Leggere la Bibbia con Lutero implica un muoversi su tre piani: quelli della autorità, del metodo e della interpretazione; un procedere lineare, compatto, che il maggior luterologo americano di origini tedesche illustra e sostanzia con una conoscenza degli scritti luterani acuta e profonda e che va a intrecciarsi organicamente con «divagazioni bibliche» e con «incursioni» da sermoni di colleghi correligionarie dalla realtà americana. Il lettore viene così invitato «magneticamente» a una lettura «critica» del principio riformato del sola Scriptura. Potrà scoprire, deluso, di aver corso dietro a luoghi comuni codificati rispetto alla comprensione propria di Lutero di quel principio; potrà scoprire un territorio in cui l’inerranza e l’infallibilità della Bibbia non ha diritto di cittadinanza. Al tempo stesso, però, gli è data anche una duplice possibilità: riflettere sull’etica di Lutero e di penetrare direttamente nel suo metodo esegetico con l’ausilio di due letture condotte in tempi diversi del passo-chiave di Galati 3, 6-14 (ultimi due capitoli).

Per Lutero, l’unico criterio con il quale si deve valutare l’autorità della Scrittura è l’apostolicità, la ragione che lo spinse a definire Giacomo «una lettera di paglia»: non è apostolica, perché «non promuove Cristo», per usare le sue stesse parole. «Questa chiave interpretativa della Scrittura, meglio compendiata nella formula solus Christus, è antitetica alla diffidenza che Lutero mostra nei confronti del principio del sola Scriptura». Per Lutero, il sola Scriptura «era di fatto un principio cristologico: si trattava solo di Scrittura perché solo questo libro promuoveva Cristo». Secondo lui, la Scrittura si autentica di per se stessa. «La Bibbia è la parola di Dio perché in Cristo fa esistere Dio per me, facendo morire l’uomo vecchio e nascere quello nuovo.» È il criterio dell’evangelo, dunque, a mettere in discussione la lettera di Giacomo e, con esso, «ogni forma di fondamentalismo biblico».

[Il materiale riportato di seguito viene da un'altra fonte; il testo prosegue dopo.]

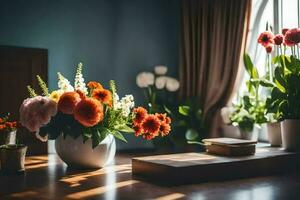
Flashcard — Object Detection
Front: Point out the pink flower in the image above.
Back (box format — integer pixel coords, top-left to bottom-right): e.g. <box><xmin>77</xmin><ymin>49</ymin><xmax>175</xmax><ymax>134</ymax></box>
<box><xmin>257</xmin><ymin>31</ymin><xmax>274</xmax><ymax>47</ymax></box>
<box><xmin>266</xmin><ymin>44</ymin><xmax>273</xmax><ymax>53</ymax></box>
<box><xmin>284</xmin><ymin>28</ymin><xmax>300</xmax><ymax>46</ymax></box>
<box><xmin>281</xmin><ymin>28</ymin><xmax>289</xmax><ymax>35</ymax></box>
<box><xmin>20</xmin><ymin>96</ymin><xmax>57</xmax><ymax>132</ymax></box>
<box><xmin>274</xmin><ymin>34</ymin><xmax>283</xmax><ymax>45</ymax></box>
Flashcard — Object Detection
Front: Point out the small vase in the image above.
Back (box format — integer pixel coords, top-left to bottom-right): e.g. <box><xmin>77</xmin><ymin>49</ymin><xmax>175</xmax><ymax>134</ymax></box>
<box><xmin>281</xmin><ymin>119</ymin><xmax>300</xmax><ymax>151</ymax></box>
<box><xmin>0</xmin><ymin>145</ymin><xmax>27</xmax><ymax>173</ymax></box>
<box><xmin>55</xmin><ymin>135</ymin><xmax>116</xmax><ymax>169</ymax></box>
<box><xmin>267</xmin><ymin>122</ymin><xmax>282</xmax><ymax>146</ymax></box>
<box><xmin>240</xmin><ymin>128</ymin><xmax>258</xmax><ymax>141</ymax></box>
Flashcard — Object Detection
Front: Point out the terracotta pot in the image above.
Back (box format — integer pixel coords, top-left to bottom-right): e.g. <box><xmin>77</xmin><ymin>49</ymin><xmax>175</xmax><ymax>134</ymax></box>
<box><xmin>0</xmin><ymin>145</ymin><xmax>27</xmax><ymax>173</ymax></box>
<box><xmin>281</xmin><ymin>119</ymin><xmax>300</xmax><ymax>151</ymax></box>
<box><xmin>240</xmin><ymin>128</ymin><xmax>258</xmax><ymax>141</ymax></box>
<box><xmin>267</xmin><ymin>122</ymin><xmax>282</xmax><ymax>146</ymax></box>
<box><xmin>55</xmin><ymin>135</ymin><xmax>116</xmax><ymax>169</ymax></box>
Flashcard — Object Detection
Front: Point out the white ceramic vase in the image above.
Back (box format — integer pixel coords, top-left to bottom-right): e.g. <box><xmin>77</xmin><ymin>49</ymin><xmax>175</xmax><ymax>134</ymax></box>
<box><xmin>281</xmin><ymin>119</ymin><xmax>300</xmax><ymax>151</ymax></box>
<box><xmin>267</xmin><ymin>122</ymin><xmax>282</xmax><ymax>146</ymax></box>
<box><xmin>55</xmin><ymin>135</ymin><xmax>116</xmax><ymax>169</ymax></box>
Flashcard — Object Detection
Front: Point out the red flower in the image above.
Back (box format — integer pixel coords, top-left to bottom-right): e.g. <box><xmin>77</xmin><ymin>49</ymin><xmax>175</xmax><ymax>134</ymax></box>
<box><xmin>281</xmin><ymin>28</ymin><xmax>289</xmax><ymax>35</ymax></box>
<box><xmin>133</xmin><ymin>125</ymin><xmax>143</xmax><ymax>137</ymax></box>
<box><xmin>159</xmin><ymin>122</ymin><xmax>171</xmax><ymax>137</ymax></box>
<box><xmin>58</xmin><ymin>92</ymin><xmax>81</xmax><ymax>114</ymax></box>
<box><xmin>74</xmin><ymin>98</ymin><xmax>104</xmax><ymax>127</ymax></box>
<box><xmin>257</xmin><ymin>31</ymin><xmax>274</xmax><ymax>47</ymax></box>
<box><xmin>274</xmin><ymin>34</ymin><xmax>283</xmax><ymax>45</ymax></box>
<box><xmin>266</xmin><ymin>44</ymin><xmax>273</xmax><ymax>53</ymax></box>
<box><xmin>166</xmin><ymin>117</ymin><xmax>172</xmax><ymax>124</ymax></box>
<box><xmin>155</xmin><ymin>113</ymin><xmax>167</xmax><ymax>122</ymax></box>
<box><xmin>284</xmin><ymin>28</ymin><xmax>300</xmax><ymax>46</ymax></box>
<box><xmin>142</xmin><ymin>115</ymin><xmax>160</xmax><ymax>137</ymax></box>
<box><xmin>133</xmin><ymin>107</ymin><xmax>148</xmax><ymax>124</ymax></box>
<box><xmin>92</xmin><ymin>89</ymin><xmax>112</xmax><ymax>105</ymax></box>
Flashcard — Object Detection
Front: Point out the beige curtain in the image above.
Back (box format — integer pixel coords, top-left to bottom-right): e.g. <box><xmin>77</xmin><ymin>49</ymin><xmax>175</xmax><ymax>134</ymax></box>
<box><xmin>180</xmin><ymin>0</ymin><xmax>251</xmax><ymax>135</ymax></box>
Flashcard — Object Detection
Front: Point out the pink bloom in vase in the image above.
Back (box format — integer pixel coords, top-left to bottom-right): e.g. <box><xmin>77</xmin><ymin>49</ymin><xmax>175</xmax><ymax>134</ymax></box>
<box><xmin>20</xmin><ymin>96</ymin><xmax>57</xmax><ymax>132</ymax></box>
<box><xmin>257</xmin><ymin>31</ymin><xmax>274</xmax><ymax>47</ymax></box>
<box><xmin>284</xmin><ymin>28</ymin><xmax>300</xmax><ymax>46</ymax></box>
<box><xmin>281</xmin><ymin>28</ymin><xmax>289</xmax><ymax>35</ymax></box>
<box><xmin>274</xmin><ymin>34</ymin><xmax>283</xmax><ymax>45</ymax></box>
<box><xmin>266</xmin><ymin>44</ymin><xmax>273</xmax><ymax>53</ymax></box>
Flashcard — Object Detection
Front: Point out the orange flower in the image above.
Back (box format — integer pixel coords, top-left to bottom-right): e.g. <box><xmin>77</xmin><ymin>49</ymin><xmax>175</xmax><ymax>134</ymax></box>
<box><xmin>159</xmin><ymin>122</ymin><xmax>171</xmax><ymax>137</ymax></box>
<box><xmin>133</xmin><ymin>107</ymin><xmax>148</xmax><ymax>124</ymax></box>
<box><xmin>0</xmin><ymin>124</ymin><xmax>6</xmax><ymax>130</ymax></box>
<box><xmin>155</xmin><ymin>113</ymin><xmax>167</xmax><ymax>122</ymax></box>
<box><xmin>92</xmin><ymin>89</ymin><xmax>112</xmax><ymax>105</ymax></box>
<box><xmin>74</xmin><ymin>98</ymin><xmax>104</xmax><ymax>127</ymax></box>
<box><xmin>87</xmin><ymin>81</ymin><xmax>103</xmax><ymax>90</ymax></box>
<box><xmin>142</xmin><ymin>114</ymin><xmax>160</xmax><ymax>138</ymax></box>
<box><xmin>58</xmin><ymin>92</ymin><xmax>81</xmax><ymax>114</ymax></box>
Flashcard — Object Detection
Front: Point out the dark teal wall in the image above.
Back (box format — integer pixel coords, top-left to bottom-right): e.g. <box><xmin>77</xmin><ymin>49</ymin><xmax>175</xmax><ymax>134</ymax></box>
<box><xmin>0</xmin><ymin>0</ymin><xmax>180</xmax><ymax>147</ymax></box>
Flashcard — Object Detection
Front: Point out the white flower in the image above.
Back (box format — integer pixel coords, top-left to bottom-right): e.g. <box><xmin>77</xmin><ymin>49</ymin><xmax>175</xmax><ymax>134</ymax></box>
<box><xmin>57</xmin><ymin>72</ymin><xmax>74</xmax><ymax>92</ymax></box>
<box><xmin>221</xmin><ymin>107</ymin><xmax>235</xmax><ymax>124</ymax></box>
<box><xmin>154</xmin><ymin>65</ymin><xmax>168</xmax><ymax>75</ymax></box>
<box><xmin>155</xmin><ymin>76</ymin><xmax>168</xmax><ymax>90</ymax></box>
<box><xmin>136</xmin><ymin>72</ymin><xmax>154</xmax><ymax>88</ymax></box>
<box><xmin>166</xmin><ymin>77</ymin><xmax>180</xmax><ymax>92</ymax></box>
<box><xmin>114</xmin><ymin>95</ymin><xmax>134</xmax><ymax>117</ymax></box>
<box><xmin>74</xmin><ymin>63</ymin><xmax>88</xmax><ymax>94</ymax></box>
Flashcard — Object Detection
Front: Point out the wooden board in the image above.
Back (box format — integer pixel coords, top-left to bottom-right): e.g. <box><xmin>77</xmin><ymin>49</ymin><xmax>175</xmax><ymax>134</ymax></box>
<box><xmin>132</xmin><ymin>147</ymin><xmax>300</xmax><ymax>185</ymax></box>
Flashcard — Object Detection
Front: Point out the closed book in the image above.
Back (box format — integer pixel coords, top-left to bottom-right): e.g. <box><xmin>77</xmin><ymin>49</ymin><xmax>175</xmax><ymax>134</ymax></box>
<box><xmin>202</xmin><ymin>138</ymin><xmax>257</xmax><ymax>156</ymax></box>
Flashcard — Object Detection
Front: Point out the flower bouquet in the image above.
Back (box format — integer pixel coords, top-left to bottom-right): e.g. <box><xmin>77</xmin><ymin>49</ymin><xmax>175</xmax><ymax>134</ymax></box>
<box><xmin>258</xmin><ymin>28</ymin><xmax>300</xmax><ymax>151</ymax></box>
<box><xmin>20</xmin><ymin>63</ymin><xmax>171</xmax><ymax>167</ymax></box>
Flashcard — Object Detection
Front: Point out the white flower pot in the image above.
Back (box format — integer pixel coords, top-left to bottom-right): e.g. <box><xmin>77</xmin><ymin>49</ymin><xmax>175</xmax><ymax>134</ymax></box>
<box><xmin>267</xmin><ymin>122</ymin><xmax>282</xmax><ymax>146</ymax></box>
<box><xmin>55</xmin><ymin>135</ymin><xmax>116</xmax><ymax>169</ymax></box>
<box><xmin>281</xmin><ymin>119</ymin><xmax>300</xmax><ymax>151</ymax></box>
<box><xmin>240</xmin><ymin>128</ymin><xmax>258</xmax><ymax>141</ymax></box>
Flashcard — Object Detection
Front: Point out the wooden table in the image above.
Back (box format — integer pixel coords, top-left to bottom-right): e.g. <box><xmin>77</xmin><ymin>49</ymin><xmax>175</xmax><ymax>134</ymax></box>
<box><xmin>0</xmin><ymin>153</ymin><xmax>300</xmax><ymax>200</ymax></box>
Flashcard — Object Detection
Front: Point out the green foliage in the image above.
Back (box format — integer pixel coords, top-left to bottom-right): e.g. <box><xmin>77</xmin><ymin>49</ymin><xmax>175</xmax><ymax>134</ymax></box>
<box><xmin>176</xmin><ymin>99</ymin><xmax>206</xmax><ymax>141</ymax></box>
<box><xmin>267</xmin><ymin>55</ymin><xmax>300</xmax><ymax>119</ymax></box>
<box><xmin>27</xmin><ymin>85</ymin><xmax>37</xmax><ymax>98</ymax></box>
<box><xmin>36</xmin><ymin>75</ymin><xmax>49</xmax><ymax>96</ymax></box>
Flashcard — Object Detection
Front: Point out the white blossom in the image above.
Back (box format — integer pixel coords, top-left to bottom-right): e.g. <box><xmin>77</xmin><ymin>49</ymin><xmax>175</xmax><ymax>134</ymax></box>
<box><xmin>155</xmin><ymin>76</ymin><xmax>168</xmax><ymax>90</ymax></box>
<box><xmin>57</xmin><ymin>72</ymin><xmax>74</xmax><ymax>92</ymax></box>
<box><xmin>166</xmin><ymin>77</ymin><xmax>180</xmax><ymax>92</ymax></box>
<box><xmin>74</xmin><ymin>63</ymin><xmax>88</xmax><ymax>94</ymax></box>
<box><xmin>154</xmin><ymin>65</ymin><xmax>168</xmax><ymax>75</ymax></box>
<box><xmin>136</xmin><ymin>72</ymin><xmax>154</xmax><ymax>88</ymax></box>
<box><xmin>114</xmin><ymin>95</ymin><xmax>134</xmax><ymax>117</ymax></box>
<box><xmin>221</xmin><ymin>107</ymin><xmax>235</xmax><ymax>124</ymax></box>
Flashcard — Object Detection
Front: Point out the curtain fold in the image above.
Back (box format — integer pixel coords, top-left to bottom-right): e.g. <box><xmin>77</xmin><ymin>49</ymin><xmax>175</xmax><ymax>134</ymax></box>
<box><xmin>180</xmin><ymin>0</ymin><xmax>251</xmax><ymax>135</ymax></box>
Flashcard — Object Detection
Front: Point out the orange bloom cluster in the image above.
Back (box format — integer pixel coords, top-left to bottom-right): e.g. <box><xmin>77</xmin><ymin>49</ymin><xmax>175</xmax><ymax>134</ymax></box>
<box><xmin>58</xmin><ymin>81</ymin><xmax>112</xmax><ymax>127</ymax></box>
<box><xmin>0</xmin><ymin>118</ymin><xmax>18</xmax><ymax>132</ymax></box>
<box><xmin>133</xmin><ymin>107</ymin><xmax>171</xmax><ymax>140</ymax></box>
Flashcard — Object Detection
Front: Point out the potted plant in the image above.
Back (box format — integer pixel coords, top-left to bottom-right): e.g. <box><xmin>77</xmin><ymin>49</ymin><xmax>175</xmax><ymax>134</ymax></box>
<box><xmin>258</xmin><ymin>28</ymin><xmax>300</xmax><ymax>151</ymax></box>
<box><xmin>20</xmin><ymin>63</ymin><xmax>171</xmax><ymax>168</ymax></box>
<box><xmin>0</xmin><ymin>116</ymin><xmax>27</xmax><ymax>173</ymax></box>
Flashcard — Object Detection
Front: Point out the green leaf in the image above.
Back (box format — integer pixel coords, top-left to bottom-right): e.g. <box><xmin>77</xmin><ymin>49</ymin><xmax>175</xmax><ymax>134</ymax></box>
<box><xmin>178</xmin><ymin>106</ymin><xmax>191</xmax><ymax>116</ymax></box>
<box><xmin>112</xmin><ymin>131</ymin><xmax>127</xmax><ymax>143</ymax></box>
<box><xmin>274</xmin><ymin>67</ymin><xmax>286</xmax><ymax>92</ymax></box>
<box><xmin>185</xmin><ymin>129</ymin><xmax>199</xmax><ymax>140</ymax></box>
<box><xmin>115</xmin><ymin>124</ymin><xmax>134</xmax><ymax>133</ymax></box>
<box><xmin>244</xmin><ymin>54</ymin><xmax>259</xmax><ymax>78</ymax></box>
<box><xmin>259</xmin><ymin>79</ymin><xmax>274</xmax><ymax>87</ymax></box>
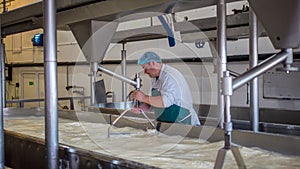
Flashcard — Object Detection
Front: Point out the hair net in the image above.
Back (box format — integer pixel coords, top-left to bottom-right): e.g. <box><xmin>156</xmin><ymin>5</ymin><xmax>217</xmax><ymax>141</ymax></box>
<box><xmin>138</xmin><ymin>52</ymin><xmax>161</xmax><ymax>65</ymax></box>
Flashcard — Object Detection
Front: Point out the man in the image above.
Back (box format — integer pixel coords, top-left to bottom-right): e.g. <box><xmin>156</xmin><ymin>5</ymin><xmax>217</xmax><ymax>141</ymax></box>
<box><xmin>132</xmin><ymin>52</ymin><xmax>200</xmax><ymax>125</ymax></box>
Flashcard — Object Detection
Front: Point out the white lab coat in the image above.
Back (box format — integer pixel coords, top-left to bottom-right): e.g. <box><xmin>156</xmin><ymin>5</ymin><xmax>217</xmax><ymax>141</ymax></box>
<box><xmin>151</xmin><ymin>64</ymin><xmax>200</xmax><ymax>125</ymax></box>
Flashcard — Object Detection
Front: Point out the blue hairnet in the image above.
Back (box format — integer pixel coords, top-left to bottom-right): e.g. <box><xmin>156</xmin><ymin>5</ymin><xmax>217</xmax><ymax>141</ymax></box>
<box><xmin>138</xmin><ymin>52</ymin><xmax>161</xmax><ymax>65</ymax></box>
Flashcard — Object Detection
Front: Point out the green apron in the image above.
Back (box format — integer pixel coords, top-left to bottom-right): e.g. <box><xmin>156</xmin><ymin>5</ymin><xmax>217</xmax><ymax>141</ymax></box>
<box><xmin>151</xmin><ymin>88</ymin><xmax>191</xmax><ymax>124</ymax></box>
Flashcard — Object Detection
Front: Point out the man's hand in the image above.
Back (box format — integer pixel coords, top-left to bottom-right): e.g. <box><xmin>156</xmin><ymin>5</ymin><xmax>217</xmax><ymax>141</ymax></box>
<box><xmin>131</xmin><ymin>107</ymin><xmax>141</xmax><ymax>114</ymax></box>
<box><xmin>131</xmin><ymin>90</ymin><xmax>147</xmax><ymax>102</ymax></box>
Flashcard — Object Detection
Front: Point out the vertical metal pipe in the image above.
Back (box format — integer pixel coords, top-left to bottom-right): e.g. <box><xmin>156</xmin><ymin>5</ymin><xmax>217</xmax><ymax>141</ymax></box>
<box><xmin>0</xmin><ymin>43</ymin><xmax>6</xmax><ymax>108</ymax></box>
<box><xmin>217</xmin><ymin>0</ymin><xmax>227</xmax><ymax>128</ymax></box>
<box><xmin>90</xmin><ymin>62</ymin><xmax>98</xmax><ymax>105</ymax></box>
<box><xmin>44</xmin><ymin>0</ymin><xmax>59</xmax><ymax>169</ymax></box>
<box><xmin>0</xmin><ymin>38</ymin><xmax>5</xmax><ymax>169</ymax></box>
<box><xmin>249</xmin><ymin>8</ymin><xmax>259</xmax><ymax>132</ymax></box>
<box><xmin>2</xmin><ymin>0</ymin><xmax>7</xmax><ymax>13</ymax></box>
<box><xmin>121</xmin><ymin>43</ymin><xmax>127</xmax><ymax>101</ymax></box>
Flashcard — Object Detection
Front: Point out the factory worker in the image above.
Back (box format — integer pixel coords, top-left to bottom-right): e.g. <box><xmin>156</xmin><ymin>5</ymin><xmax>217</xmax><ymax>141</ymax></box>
<box><xmin>132</xmin><ymin>52</ymin><xmax>200</xmax><ymax>125</ymax></box>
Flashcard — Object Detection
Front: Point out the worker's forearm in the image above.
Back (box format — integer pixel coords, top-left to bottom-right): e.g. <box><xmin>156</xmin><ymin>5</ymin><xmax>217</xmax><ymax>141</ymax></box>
<box><xmin>142</xmin><ymin>96</ymin><xmax>164</xmax><ymax>107</ymax></box>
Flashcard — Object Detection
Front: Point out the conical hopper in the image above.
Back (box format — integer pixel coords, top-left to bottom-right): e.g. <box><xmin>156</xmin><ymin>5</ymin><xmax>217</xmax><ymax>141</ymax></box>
<box><xmin>69</xmin><ymin>20</ymin><xmax>118</xmax><ymax>63</ymax></box>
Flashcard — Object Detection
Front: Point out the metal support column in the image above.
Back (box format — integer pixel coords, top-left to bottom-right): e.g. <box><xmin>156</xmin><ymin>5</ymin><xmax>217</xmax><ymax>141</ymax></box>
<box><xmin>249</xmin><ymin>8</ymin><xmax>259</xmax><ymax>132</ymax></box>
<box><xmin>0</xmin><ymin>31</ymin><xmax>5</xmax><ymax>169</ymax></box>
<box><xmin>44</xmin><ymin>0</ymin><xmax>59</xmax><ymax>169</ymax></box>
<box><xmin>90</xmin><ymin>62</ymin><xmax>98</xmax><ymax>105</ymax></box>
<box><xmin>121</xmin><ymin>43</ymin><xmax>127</xmax><ymax>101</ymax></box>
<box><xmin>217</xmin><ymin>0</ymin><xmax>227</xmax><ymax>128</ymax></box>
<box><xmin>214</xmin><ymin>0</ymin><xmax>246</xmax><ymax>169</ymax></box>
<box><xmin>0</xmin><ymin>43</ymin><xmax>6</xmax><ymax>108</ymax></box>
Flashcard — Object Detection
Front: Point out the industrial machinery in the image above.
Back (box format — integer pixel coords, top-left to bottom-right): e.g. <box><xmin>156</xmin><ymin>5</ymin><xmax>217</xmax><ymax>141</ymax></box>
<box><xmin>0</xmin><ymin>0</ymin><xmax>300</xmax><ymax>169</ymax></box>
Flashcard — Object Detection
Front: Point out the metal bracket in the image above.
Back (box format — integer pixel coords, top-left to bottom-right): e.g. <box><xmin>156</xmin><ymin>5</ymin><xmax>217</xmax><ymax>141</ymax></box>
<box><xmin>195</xmin><ymin>40</ymin><xmax>205</xmax><ymax>48</ymax></box>
<box><xmin>59</xmin><ymin>147</ymin><xmax>79</xmax><ymax>169</ymax></box>
<box><xmin>214</xmin><ymin>146</ymin><xmax>247</xmax><ymax>169</ymax></box>
<box><xmin>157</xmin><ymin>16</ymin><xmax>175</xmax><ymax>47</ymax></box>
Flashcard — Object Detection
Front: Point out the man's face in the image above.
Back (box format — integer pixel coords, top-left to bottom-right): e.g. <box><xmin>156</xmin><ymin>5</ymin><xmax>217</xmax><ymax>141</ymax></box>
<box><xmin>142</xmin><ymin>62</ymin><xmax>160</xmax><ymax>78</ymax></box>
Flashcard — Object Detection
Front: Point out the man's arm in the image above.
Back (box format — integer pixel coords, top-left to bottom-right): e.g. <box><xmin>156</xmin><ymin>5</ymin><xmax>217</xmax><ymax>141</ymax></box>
<box><xmin>132</xmin><ymin>90</ymin><xmax>164</xmax><ymax>107</ymax></box>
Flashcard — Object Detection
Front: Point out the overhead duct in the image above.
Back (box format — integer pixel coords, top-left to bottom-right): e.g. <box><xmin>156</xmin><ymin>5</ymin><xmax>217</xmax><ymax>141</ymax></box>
<box><xmin>248</xmin><ymin>0</ymin><xmax>300</xmax><ymax>49</ymax></box>
<box><xmin>69</xmin><ymin>20</ymin><xmax>118</xmax><ymax>63</ymax></box>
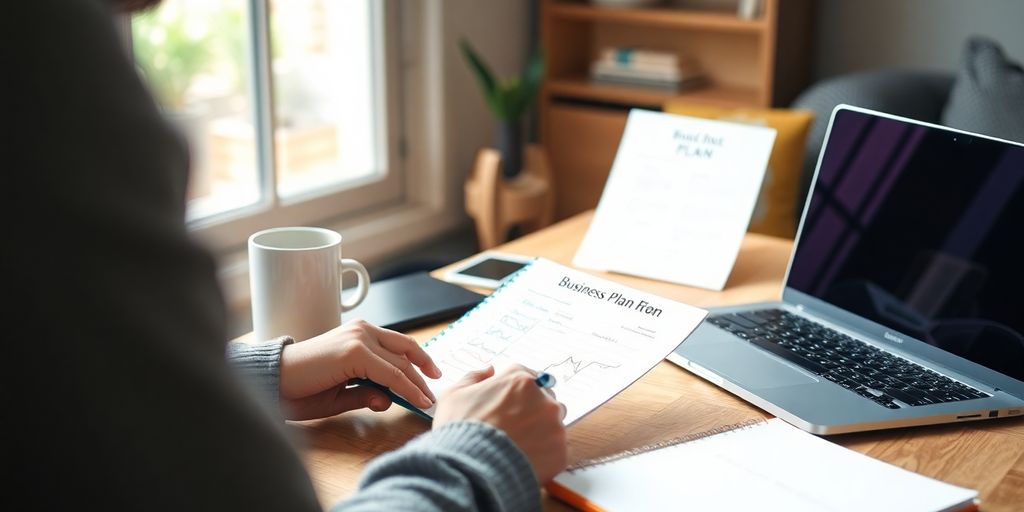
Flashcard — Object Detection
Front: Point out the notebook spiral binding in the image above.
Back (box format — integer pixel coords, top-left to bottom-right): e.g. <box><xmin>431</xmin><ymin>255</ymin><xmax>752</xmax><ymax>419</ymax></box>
<box><xmin>566</xmin><ymin>419</ymin><xmax>767</xmax><ymax>472</ymax></box>
<box><xmin>423</xmin><ymin>258</ymin><xmax>537</xmax><ymax>347</ymax></box>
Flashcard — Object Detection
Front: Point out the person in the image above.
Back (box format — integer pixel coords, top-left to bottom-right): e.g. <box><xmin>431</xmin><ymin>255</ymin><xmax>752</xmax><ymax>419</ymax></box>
<box><xmin>0</xmin><ymin>0</ymin><xmax>566</xmax><ymax>511</ymax></box>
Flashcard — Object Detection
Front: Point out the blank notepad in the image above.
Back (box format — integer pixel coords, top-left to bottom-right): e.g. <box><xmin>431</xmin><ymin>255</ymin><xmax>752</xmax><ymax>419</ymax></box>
<box><xmin>548</xmin><ymin>419</ymin><xmax>978</xmax><ymax>512</ymax></box>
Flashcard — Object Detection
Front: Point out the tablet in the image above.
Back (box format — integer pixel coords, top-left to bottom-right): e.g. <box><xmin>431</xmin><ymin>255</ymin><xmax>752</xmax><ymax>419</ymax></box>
<box><xmin>343</xmin><ymin>271</ymin><xmax>484</xmax><ymax>332</ymax></box>
<box><xmin>444</xmin><ymin>251</ymin><xmax>536</xmax><ymax>290</ymax></box>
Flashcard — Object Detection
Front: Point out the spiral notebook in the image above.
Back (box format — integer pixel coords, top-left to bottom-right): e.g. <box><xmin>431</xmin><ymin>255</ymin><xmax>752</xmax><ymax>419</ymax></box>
<box><xmin>546</xmin><ymin>418</ymin><xmax>978</xmax><ymax>512</ymax></box>
<box><xmin>372</xmin><ymin>258</ymin><xmax>708</xmax><ymax>425</ymax></box>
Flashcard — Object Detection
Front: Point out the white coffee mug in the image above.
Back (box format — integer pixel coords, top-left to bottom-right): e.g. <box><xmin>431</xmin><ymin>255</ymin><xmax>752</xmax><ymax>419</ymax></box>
<box><xmin>249</xmin><ymin>226</ymin><xmax>370</xmax><ymax>341</ymax></box>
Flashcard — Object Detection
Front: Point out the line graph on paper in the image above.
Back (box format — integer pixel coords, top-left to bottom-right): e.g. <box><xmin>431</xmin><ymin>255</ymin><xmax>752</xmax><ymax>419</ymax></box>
<box><xmin>543</xmin><ymin>355</ymin><xmax>622</xmax><ymax>384</ymax></box>
<box><xmin>425</xmin><ymin>260</ymin><xmax>705</xmax><ymax>425</ymax></box>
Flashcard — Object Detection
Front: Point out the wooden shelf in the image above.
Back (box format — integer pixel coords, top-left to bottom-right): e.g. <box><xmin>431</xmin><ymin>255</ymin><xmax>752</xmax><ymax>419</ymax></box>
<box><xmin>548</xmin><ymin>4</ymin><xmax>768</xmax><ymax>34</ymax></box>
<box><xmin>547</xmin><ymin>77</ymin><xmax>758</xmax><ymax>109</ymax></box>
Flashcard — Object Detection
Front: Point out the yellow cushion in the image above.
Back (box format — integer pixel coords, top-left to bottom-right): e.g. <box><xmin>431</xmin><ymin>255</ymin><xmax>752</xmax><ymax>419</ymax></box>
<box><xmin>663</xmin><ymin>99</ymin><xmax>814</xmax><ymax>239</ymax></box>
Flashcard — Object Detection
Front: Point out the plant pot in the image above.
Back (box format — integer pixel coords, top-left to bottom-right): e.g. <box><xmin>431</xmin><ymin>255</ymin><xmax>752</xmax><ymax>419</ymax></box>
<box><xmin>496</xmin><ymin>121</ymin><xmax>522</xmax><ymax>179</ymax></box>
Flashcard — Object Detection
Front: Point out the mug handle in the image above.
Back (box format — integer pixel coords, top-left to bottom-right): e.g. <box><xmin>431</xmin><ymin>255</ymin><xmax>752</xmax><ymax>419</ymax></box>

Il metodo di interpretazione della Scrittura di Lutero consiste nella netta distinzione fra legge ed evangelo: da un lato, la parola per l’uomo vecchio e, dall’altro, la parola per l’uomo nuovo; la Bibbia è parola di Dio segnatamente a ciò che essa opera su chi ascolta. «Dio con la sua parola non si limita a dare nome a cose; Dio agisce su di noi dando la morte e la vita – distruggendo tutti gli idoli con cui puntelliamo la nostra vita e facendo di noi creature nuove». Siamo, così, sul piano di due verità: sull’uomo (legge) e su Dio in Cristo (evangelo).

La chiave interpretativa della Scrittura è la teologia della croce, «la rivelazione di Dio sotto l’apparenza del contrario». «In Cristo crocifisso – scrive Lutero – è la vera teologia e la conoscenza di Dio». Con tale scoperta e teologica ed esistenziale del Riformatore si è nel cuore stesso della Scrittura. «Noi adoriamo un Dio insensato e debole rivelato in un libro insensato e debole». Ma «questo è ciò che ciascuno ha: la debolezza di Dio in Cristo è la forza del credente».

* Thimoty J. Wengert, Leggere la Bibbia con Lutero. Brescia, Paideia, 2016, pp. 186, euro 20,00.